New Jersey has four distinct seasons, and I ran year-round – in the sticky, oppressive heat of summer, and the biting cold of winter, totally loving the cyclic changes exhibited by the park: its leaves, its flowers, its birds, its bugs, and its peepers. I’d sometimes go there in heavy rain, and even jog in deep snow. It wasn’t that I was fanatical; if I didn’t feel like going, I wouldn’t go. I just liked it. And this, I think, is one of the biggest factors in staying healthy: finding beneficial practices that are fun, practices you can stay with for years simply because you like them.

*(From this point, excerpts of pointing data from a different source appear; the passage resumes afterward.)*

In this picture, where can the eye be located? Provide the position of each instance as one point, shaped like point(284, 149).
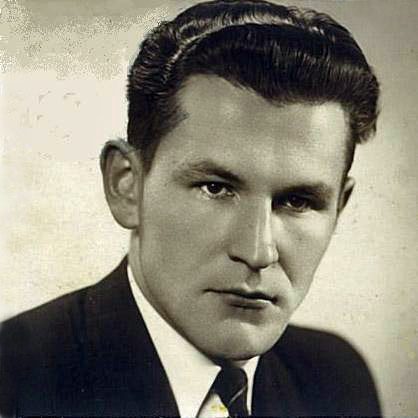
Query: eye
point(295, 202)
point(215, 190)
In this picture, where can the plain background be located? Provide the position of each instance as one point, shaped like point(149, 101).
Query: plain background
point(63, 72)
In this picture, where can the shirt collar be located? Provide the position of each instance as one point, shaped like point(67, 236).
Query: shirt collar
point(189, 371)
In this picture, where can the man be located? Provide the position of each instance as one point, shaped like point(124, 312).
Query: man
point(243, 120)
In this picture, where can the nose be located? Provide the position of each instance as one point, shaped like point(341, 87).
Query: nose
point(252, 239)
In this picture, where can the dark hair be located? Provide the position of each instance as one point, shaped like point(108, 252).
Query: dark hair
point(285, 54)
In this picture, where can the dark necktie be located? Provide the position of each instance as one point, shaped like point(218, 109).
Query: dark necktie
point(231, 385)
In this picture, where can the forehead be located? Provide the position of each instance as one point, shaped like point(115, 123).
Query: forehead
point(240, 129)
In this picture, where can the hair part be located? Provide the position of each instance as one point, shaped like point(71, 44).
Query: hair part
point(285, 54)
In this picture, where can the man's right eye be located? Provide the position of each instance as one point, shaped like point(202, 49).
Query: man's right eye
point(215, 190)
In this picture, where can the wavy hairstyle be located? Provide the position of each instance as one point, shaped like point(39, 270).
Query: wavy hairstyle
point(285, 54)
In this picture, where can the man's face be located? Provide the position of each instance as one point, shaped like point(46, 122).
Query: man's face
point(236, 213)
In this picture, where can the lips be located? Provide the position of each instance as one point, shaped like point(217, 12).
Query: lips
point(246, 299)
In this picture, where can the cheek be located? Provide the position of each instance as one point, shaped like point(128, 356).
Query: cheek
point(179, 231)
point(303, 247)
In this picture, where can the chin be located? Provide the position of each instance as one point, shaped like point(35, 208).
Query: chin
point(239, 346)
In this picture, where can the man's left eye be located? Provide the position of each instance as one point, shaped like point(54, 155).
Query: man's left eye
point(296, 203)
point(215, 190)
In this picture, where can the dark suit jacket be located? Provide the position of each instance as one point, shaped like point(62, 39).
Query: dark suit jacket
point(89, 354)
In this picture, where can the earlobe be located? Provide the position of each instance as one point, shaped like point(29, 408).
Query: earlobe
point(345, 194)
point(122, 180)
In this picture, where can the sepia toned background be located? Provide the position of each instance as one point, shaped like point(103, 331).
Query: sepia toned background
point(62, 95)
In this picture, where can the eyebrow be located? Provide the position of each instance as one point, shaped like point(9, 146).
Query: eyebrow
point(319, 190)
point(205, 168)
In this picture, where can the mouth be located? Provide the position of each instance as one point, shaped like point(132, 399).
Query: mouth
point(241, 298)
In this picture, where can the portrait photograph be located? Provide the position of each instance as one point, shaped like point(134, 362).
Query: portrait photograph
point(208, 208)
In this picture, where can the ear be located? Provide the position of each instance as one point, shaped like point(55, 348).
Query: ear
point(346, 190)
point(122, 181)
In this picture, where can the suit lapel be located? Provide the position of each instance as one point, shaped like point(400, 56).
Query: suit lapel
point(275, 392)
point(125, 369)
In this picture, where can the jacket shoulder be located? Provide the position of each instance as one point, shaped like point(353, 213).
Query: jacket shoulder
point(334, 376)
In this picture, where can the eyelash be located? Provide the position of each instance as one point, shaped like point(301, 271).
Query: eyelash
point(278, 203)
point(284, 202)
point(212, 195)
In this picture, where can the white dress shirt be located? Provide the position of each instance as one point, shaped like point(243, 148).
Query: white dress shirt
point(189, 371)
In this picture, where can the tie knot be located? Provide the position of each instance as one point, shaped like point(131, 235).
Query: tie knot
point(231, 386)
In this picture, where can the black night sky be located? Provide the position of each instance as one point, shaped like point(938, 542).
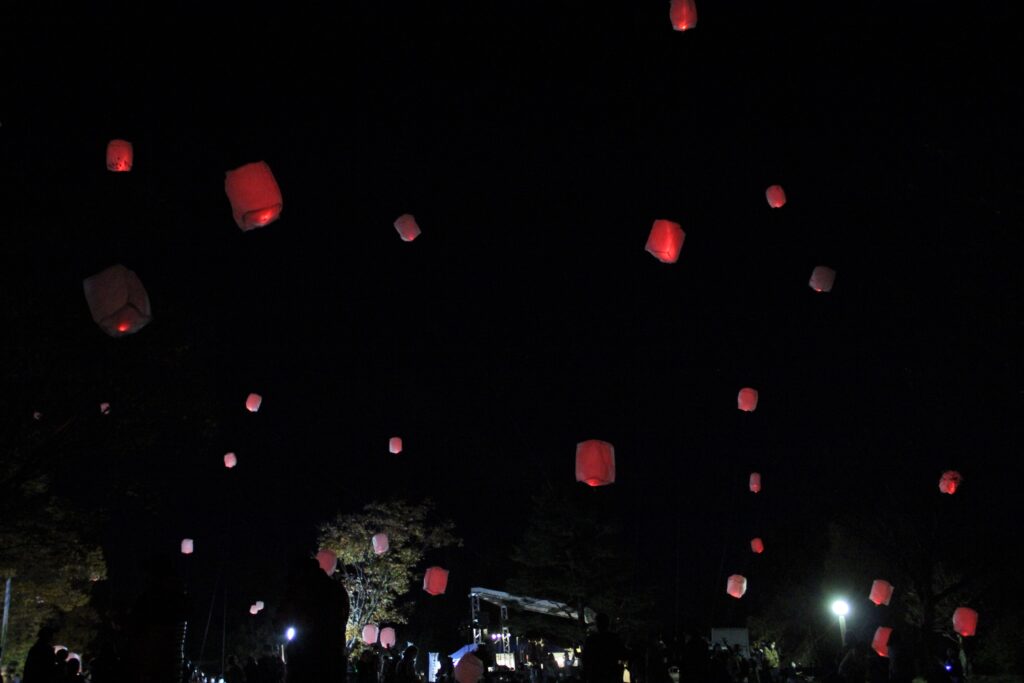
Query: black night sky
point(536, 142)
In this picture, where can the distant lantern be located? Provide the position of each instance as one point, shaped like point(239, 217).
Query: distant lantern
point(387, 637)
point(776, 197)
point(949, 481)
point(736, 586)
point(683, 14)
point(595, 463)
point(882, 592)
point(665, 241)
point(747, 399)
point(328, 561)
point(435, 581)
point(408, 228)
point(881, 641)
point(254, 195)
point(966, 622)
point(118, 301)
point(380, 543)
point(119, 156)
point(822, 279)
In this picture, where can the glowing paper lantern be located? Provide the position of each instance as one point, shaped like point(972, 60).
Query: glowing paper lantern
point(949, 481)
point(683, 14)
point(118, 301)
point(387, 637)
point(328, 561)
point(435, 581)
point(665, 241)
point(747, 399)
point(880, 643)
point(736, 586)
point(775, 196)
point(822, 279)
point(966, 622)
point(595, 463)
point(380, 543)
point(407, 226)
point(882, 592)
point(254, 195)
point(119, 156)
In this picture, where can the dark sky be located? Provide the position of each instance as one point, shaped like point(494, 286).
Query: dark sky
point(535, 142)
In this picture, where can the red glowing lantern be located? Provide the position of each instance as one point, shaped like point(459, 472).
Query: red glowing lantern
point(118, 301)
point(965, 622)
point(254, 195)
point(595, 463)
point(435, 581)
point(665, 241)
point(683, 14)
point(882, 592)
point(949, 481)
point(736, 586)
point(822, 279)
point(881, 641)
point(775, 196)
point(328, 561)
point(747, 399)
point(119, 156)
point(407, 226)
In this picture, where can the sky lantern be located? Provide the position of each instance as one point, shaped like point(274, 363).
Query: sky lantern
point(254, 195)
point(822, 279)
point(408, 228)
point(683, 14)
point(435, 581)
point(380, 543)
point(665, 241)
point(119, 156)
point(118, 301)
point(949, 481)
point(966, 622)
point(328, 561)
point(776, 197)
point(880, 643)
point(595, 463)
point(882, 592)
point(747, 399)
point(736, 586)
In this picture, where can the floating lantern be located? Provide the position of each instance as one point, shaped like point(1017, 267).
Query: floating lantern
point(880, 643)
point(435, 581)
point(822, 279)
point(747, 399)
point(949, 481)
point(882, 592)
point(380, 543)
point(254, 195)
point(775, 196)
point(407, 226)
point(665, 241)
point(965, 622)
point(595, 463)
point(736, 586)
point(119, 156)
point(683, 14)
point(118, 301)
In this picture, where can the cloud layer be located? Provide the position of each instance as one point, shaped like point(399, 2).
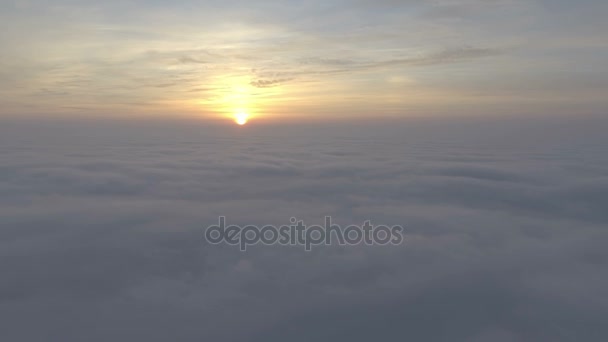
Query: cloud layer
point(102, 231)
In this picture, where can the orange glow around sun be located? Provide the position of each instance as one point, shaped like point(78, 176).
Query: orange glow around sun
point(241, 118)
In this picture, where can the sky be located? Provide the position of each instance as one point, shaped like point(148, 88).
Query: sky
point(302, 60)
point(102, 231)
point(477, 126)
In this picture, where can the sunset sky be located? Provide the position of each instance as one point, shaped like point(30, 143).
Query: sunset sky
point(302, 60)
point(129, 129)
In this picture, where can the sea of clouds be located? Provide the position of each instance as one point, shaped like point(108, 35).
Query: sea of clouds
point(102, 230)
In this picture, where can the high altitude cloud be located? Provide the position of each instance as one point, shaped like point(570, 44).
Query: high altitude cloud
point(102, 231)
point(91, 57)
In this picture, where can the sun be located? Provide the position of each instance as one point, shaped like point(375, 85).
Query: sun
point(241, 118)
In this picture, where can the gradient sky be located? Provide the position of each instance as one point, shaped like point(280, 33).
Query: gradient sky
point(302, 59)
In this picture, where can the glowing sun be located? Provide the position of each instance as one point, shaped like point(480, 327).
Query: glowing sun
point(241, 118)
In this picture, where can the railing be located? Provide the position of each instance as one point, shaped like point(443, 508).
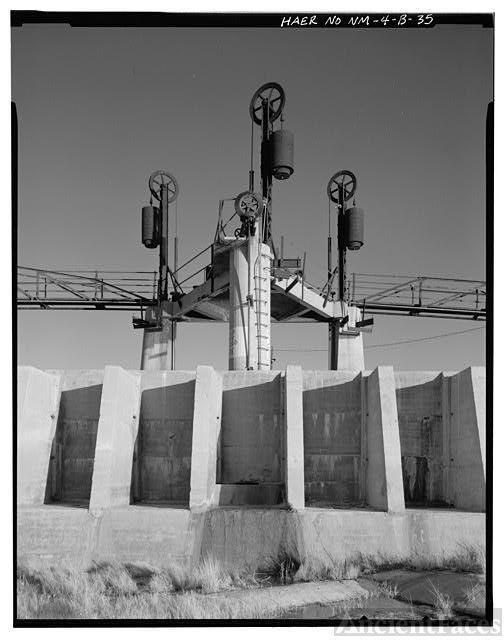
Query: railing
point(86, 289)
point(423, 294)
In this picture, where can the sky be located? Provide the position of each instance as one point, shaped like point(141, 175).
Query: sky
point(100, 109)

I usually jogged at 8 – 9 in the morning, and would have the park pretty much to myself. It was uncommon to see another jogger. But springtime in New Jersey is fabulous, and on the first, perfect, 75-degree spring day, when the air was fragrant and thick, and the birds were warbling, and the forsythia were pure yellow, a virtual throng of joggers would appear. The exquisite beauty of nature would summon them, and they would heed the call, clearly determined to “get in shape.” They’d be around, in varying numbers, for a few weeks. But as the heat of June approached, their ranks would dwindle, and by July at the latest, I’d be alone again.
What were they thinking??? What is this impulse in human beings to accomplish something, that so easily fizzles out?